Die Flugticket-Preise werden sich nach Ansicht von AirBerlin-Chef Hartmut Mehdorn nach oben entwickeln. Schuld seien die Kerosinpreise und "absolut unverständlich" hohe Steuern, sagte Mehdorn im Interview mit dem "Kurier". Von der wie auch immer gestalteten AUA-Neu erwartet sich der Chef der flyniki-Mutter mehr Wettbewerb.


“Wie alle muss auch die AUA ihre Hausaufgaben machen und wird das auch tun. Eine ‘AUA-Neu’ wird sicher ein schärferer Wettbewerber”, ist Mehdorn überzeugt: “Aber wir bleiben ja nicht sitzen und warten. Wir sind ein Ziel, das sich schnell und geschickt bewegt.” Für die Kunden sei Wettbewerb immer gut: “Stellen sie sich vor, die Kunden hätten nur die AUA. Da wären die Preise wesentlich höher. Air Berlin mit Niki spielt in Deutschland und Österreich eine ganz wichtige Rolle für den Wettbewerb und damit für unsere Kunden.”

Zur kürzlich erfolgten Gründung eines Betriebsrates bei der Österreich-Tochter flyniki meint der AirBerlin-Chef: “Wir sind weder gegen Betriebsräte noch gegen Gewerkschaften.
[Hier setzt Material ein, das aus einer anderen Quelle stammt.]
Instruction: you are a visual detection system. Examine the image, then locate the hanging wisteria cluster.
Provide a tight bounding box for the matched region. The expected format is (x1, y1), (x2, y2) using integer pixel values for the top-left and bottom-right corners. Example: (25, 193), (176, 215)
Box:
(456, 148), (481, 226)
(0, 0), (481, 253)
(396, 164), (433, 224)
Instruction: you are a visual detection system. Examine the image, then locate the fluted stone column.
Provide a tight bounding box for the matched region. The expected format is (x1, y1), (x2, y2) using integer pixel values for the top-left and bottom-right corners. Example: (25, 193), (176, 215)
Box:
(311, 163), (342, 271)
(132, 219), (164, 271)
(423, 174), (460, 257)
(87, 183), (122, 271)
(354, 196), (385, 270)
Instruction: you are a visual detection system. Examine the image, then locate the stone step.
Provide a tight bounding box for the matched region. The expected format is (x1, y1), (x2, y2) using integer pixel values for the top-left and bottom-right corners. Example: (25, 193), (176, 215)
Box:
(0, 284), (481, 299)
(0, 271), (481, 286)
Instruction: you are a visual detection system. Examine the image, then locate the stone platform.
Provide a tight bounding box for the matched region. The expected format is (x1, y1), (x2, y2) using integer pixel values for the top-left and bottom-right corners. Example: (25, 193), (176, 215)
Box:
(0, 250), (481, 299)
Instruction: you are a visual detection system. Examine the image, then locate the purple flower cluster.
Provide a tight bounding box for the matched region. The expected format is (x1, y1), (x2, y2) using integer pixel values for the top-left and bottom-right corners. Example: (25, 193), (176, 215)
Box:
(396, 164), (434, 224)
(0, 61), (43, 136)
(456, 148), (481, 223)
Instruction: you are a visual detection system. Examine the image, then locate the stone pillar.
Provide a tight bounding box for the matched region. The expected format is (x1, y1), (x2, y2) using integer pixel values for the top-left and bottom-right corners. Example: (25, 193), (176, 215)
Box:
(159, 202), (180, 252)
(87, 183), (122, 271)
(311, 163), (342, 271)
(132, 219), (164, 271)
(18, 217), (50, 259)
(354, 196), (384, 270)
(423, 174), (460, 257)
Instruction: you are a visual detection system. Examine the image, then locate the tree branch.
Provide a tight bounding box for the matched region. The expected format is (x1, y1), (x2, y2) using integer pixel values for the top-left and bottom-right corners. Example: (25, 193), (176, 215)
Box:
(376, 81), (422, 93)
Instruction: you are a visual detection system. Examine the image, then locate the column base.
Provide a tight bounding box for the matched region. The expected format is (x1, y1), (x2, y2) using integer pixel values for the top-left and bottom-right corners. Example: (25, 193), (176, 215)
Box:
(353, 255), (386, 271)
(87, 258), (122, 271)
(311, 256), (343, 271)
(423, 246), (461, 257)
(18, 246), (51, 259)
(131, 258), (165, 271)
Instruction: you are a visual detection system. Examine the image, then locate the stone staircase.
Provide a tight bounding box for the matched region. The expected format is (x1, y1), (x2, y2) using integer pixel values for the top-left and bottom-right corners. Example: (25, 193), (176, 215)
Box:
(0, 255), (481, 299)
Ich gehe davon aus, dass wir einen konstruktiven Dialog zum Wohl des Unternehmens führen werden. In allen Unternehmen, in denen ich bisher tätig war, hat das gut geklappt.”

Ob der börsenotierte österreichische Caterer Do&Co weiter Niki beliefern oder – wie Gerüchte sagen – hinausfliegen könnte, hänge vom Angebot ab, so Mehdorn: “Do&Co ist ein guter Caterer. Wenn sie bei unseren Ausschreibungen ein gutes Angebot vorlegen, davon gehe ich aus, dann bleiben sie. Schaffen sie das nicht, dann kommt jemand anderer.”